Xiaomi Mi Note: l'alternativa cinese ad iPhone 6 Plus
Nonostante l'immaginario collettivo nostrano sia ancora popolato da freddi scantinati collocati in prossimità della Muraglia, all'interno del quale i Cinesi risultano intenti per 16 ore al giorno a produrre dispositivi dalla bassa qualità con l'intento di colonizzare il mercato mondiale, l'anno appena concluso ha assistito all'avvento del grande salto di qualità dell'industria cinese che grazie a marchi come Lenovo e Huawei si è rivelata perfettamente in grado di competere ad armi pari con Stati Uniti e Giappone in materia di hi-tech
L'ultima sfida messa in atto dalla Cina ai grandi produttori occidentali ha le fattezze dell'avveniristico Mi Note prodotto da Xiaomi (terzo produttore di smartphones a livello mondiale), dispositivo che si propone di essere la vera alternativa ad iPhone Plus sui mercati, potendo sfruttare caratteristiche molto simili al gioiello di Cupertino, ma un rapporto qualità/prezzo decisamente migliore.

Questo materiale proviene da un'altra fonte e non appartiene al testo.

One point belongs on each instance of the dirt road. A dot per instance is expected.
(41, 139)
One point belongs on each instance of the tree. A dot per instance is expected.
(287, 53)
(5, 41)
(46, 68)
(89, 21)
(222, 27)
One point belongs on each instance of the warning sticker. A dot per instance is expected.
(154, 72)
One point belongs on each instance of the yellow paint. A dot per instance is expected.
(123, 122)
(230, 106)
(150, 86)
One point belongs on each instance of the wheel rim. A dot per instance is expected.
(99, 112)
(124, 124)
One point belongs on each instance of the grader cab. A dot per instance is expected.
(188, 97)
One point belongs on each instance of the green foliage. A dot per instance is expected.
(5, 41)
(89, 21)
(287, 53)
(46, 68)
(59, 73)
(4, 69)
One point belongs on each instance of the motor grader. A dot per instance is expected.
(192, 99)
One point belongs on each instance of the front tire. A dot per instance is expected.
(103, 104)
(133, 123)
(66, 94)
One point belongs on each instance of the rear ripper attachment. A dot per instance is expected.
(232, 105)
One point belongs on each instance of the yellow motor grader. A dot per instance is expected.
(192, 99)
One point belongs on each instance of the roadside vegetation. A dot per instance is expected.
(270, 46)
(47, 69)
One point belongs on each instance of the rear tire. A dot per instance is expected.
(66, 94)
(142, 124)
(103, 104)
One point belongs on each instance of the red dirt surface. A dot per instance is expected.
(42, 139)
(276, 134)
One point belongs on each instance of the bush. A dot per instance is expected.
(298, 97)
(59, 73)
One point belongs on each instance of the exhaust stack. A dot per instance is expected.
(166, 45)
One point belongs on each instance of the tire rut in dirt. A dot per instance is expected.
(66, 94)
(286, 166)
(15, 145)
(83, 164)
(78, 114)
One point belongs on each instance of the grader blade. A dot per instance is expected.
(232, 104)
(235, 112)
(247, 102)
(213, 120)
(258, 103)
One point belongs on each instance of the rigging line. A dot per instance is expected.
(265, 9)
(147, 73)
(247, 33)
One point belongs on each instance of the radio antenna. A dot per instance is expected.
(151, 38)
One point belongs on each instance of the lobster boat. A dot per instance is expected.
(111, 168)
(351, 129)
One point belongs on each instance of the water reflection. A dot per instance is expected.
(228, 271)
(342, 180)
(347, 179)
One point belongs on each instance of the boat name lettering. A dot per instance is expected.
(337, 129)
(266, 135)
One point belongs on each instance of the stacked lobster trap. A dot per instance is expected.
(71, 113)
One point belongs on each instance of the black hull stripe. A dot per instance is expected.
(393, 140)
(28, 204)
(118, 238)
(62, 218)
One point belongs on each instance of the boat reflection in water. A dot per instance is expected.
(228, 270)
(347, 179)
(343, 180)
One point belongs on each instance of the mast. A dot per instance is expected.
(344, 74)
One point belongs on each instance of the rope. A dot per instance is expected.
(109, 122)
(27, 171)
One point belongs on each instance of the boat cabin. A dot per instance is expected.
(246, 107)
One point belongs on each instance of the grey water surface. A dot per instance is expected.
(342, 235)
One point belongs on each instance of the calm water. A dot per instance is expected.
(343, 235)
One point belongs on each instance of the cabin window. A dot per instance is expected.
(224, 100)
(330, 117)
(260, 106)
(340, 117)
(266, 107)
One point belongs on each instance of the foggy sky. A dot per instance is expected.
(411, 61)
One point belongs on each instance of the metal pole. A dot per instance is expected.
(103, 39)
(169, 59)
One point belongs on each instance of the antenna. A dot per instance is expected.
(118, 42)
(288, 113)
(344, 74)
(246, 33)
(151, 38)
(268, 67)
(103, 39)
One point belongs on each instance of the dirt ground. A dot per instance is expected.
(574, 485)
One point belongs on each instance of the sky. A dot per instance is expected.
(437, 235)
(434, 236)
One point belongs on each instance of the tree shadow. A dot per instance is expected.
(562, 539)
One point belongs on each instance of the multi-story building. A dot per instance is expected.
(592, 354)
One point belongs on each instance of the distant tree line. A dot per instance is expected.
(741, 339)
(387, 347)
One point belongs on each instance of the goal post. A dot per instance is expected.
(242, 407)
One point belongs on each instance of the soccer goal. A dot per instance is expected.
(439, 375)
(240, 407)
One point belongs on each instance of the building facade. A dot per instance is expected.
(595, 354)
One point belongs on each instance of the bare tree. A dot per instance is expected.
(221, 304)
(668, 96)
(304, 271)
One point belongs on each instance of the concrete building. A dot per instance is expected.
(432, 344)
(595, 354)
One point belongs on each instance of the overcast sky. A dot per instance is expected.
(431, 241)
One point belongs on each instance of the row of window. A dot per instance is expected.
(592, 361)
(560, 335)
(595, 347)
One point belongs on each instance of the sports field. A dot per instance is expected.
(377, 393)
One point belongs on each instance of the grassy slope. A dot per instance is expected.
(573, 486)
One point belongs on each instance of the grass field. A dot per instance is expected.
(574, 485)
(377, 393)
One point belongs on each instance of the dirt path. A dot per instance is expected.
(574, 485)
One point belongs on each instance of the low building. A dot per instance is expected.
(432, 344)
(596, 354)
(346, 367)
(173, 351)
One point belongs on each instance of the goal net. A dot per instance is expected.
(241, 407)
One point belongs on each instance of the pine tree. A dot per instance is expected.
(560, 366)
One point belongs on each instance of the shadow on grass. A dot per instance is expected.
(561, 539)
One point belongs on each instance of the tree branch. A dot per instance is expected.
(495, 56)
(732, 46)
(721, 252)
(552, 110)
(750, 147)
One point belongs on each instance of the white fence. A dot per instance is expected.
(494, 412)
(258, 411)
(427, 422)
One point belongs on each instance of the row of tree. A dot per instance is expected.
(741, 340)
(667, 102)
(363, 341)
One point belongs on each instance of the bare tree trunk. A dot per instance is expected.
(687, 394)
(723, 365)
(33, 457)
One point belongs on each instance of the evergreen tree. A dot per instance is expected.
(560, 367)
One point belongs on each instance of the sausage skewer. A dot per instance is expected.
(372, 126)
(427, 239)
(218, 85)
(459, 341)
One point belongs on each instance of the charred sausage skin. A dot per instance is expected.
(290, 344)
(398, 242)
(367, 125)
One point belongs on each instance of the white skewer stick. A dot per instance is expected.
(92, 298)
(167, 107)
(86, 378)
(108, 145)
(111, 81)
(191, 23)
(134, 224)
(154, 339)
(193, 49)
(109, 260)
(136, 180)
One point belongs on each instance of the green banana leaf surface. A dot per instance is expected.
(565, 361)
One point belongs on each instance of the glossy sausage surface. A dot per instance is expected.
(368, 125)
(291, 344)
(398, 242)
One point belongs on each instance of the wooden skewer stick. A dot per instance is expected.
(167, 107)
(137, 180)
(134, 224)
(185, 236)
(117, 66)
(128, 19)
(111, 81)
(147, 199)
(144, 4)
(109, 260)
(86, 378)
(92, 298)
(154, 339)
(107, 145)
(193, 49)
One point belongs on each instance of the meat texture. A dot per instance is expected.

A differenza dei precedenti dispositivi presentati da Xiaomi, il Mi Note non tenta semplicemente di emulare le fattezze dei telefoni prodotti da Apple, sfruttandone l'inevitabile onda emotiva, ma si propone addirittura di migliorare iPhone 6, mediante l'ideazione di una scocca in alluminio ultrasottile (6,7 mm) e un display extra-large (5,7 pollici) che vanno a perfezionare (almeno a detta degli ideatori del prodotto) gli standard dimensionali creati da Apple.
Da un punto di vista legato alla componentistica hardware e software, l'ultimo nato in casa Xiaomi dispone di una fotocamera posteriore da 13 mpx, monta un processore Snapdragon 801, 3GB di RAM e una batteria dalla capcità di 3000 mAh; tutti elementi in grado di collocare a pieno titolo il dispositivo nell'Olimpo dei telefoni di "fascia alta", anche a fronte di un prezzo base decisamente accessibile, stimato in una cifra pari a 370 dollari.
Se il nuovo gioiello di Xiaomi nasce con la dichiarata intenzione di far tremare le mura di Cupertino, a tremare davvero pare invece essere la fragile struttura societaria di Samsung, sempre più alle prese con l'incapacità di arrestare l'avanzata globale degli smartphones low cost e sempre più sospesa tra lo status di carne e quello di pesce, nel limbo che separa la rivoluzione incentrata su Tizen dal suo compimento effettivo.
In attesa che i primi riscontri mercato definiscano le dimensioni del probabile successo di Mi Note, risulta comunque abbastanza piacevole (o spiacevole, a seconda dei punti di vista) constatare come la Cina sia uscita dal suo ritratto a base di scantinati e muraglie per approdare nelle tasche di milioni di cittadini occidentali, sempre più sorpresi di fronte all'inarrestabile progresso che tutto trascina con sé.